Fibrosis-Inflammation Lab
⌘K
Fibrosis-Inflammation Lab

検証済みの前臨床モデルと専門的なインサイトを通じて、線維化・炎症研究を加速します。

リサーチ

  • モデル
  • 薬剤
  • インサイト
  • リソース
  • シグナル経路

企業情報

  • 編集部について
  • お問い合わせ
  • プライバシーポリシー

© 2026 Fibrosis-Inflammation Lab.

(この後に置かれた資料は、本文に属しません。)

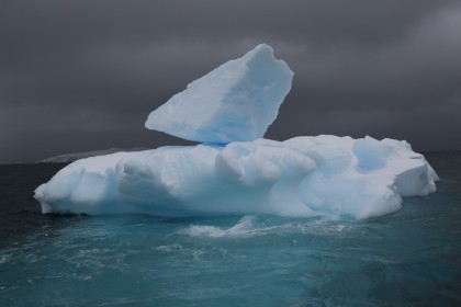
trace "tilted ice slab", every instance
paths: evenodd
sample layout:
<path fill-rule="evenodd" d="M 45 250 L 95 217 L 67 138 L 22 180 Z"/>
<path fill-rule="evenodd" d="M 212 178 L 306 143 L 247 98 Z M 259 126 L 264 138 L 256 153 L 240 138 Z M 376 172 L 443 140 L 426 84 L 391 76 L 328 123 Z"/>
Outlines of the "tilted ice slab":
<path fill-rule="evenodd" d="M 317 136 L 169 146 L 87 158 L 35 191 L 43 213 L 368 218 L 438 180 L 406 141 Z"/>
<path fill-rule="evenodd" d="M 258 45 L 173 95 L 149 114 L 146 127 L 201 143 L 255 140 L 276 120 L 292 79 L 272 48 Z"/>

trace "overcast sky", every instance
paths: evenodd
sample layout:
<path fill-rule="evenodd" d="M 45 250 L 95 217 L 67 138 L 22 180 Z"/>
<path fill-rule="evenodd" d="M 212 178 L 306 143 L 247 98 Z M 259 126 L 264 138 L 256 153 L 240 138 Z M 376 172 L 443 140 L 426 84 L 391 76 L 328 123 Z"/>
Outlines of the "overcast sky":
<path fill-rule="evenodd" d="M 461 1 L 2 0 L 0 163 L 179 144 L 150 111 L 259 43 L 295 73 L 266 137 L 461 150 Z"/>

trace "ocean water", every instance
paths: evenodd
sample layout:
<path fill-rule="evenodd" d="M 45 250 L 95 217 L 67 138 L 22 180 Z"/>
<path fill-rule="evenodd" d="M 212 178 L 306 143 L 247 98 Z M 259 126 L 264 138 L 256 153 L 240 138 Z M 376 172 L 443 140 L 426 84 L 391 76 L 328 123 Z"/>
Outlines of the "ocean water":
<path fill-rule="evenodd" d="M 461 154 L 426 157 L 438 192 L 367 220 L 25 209 L 41 223 L 0 249 L 0 306 L 461 306 Z"/>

All rights reserved.

プライバシーポリシー
  1. ホーム
  2. インサイト
  3. Finerenone(Kerendia/非ステロイド型MRA):DKD・HFpEFの心腎線維化を叩く標準治療
記事
公開: 2026-05-21
読了目安 約3分

Finerenone(Kerendia/非ステロイド型MRA):DKD・HFpEFの心腎線維化を叩く標準治療

BayerのFinerenone(Kerendia)は第3世代非ステロイド型選択的MRA。FIDELIO-DKD腎複合HR 0.82、FINEARTS-HF(NEJM 2024)で心不全+CV死16%低減。2021 FDA DKD、2025 HFpEF適応拡大。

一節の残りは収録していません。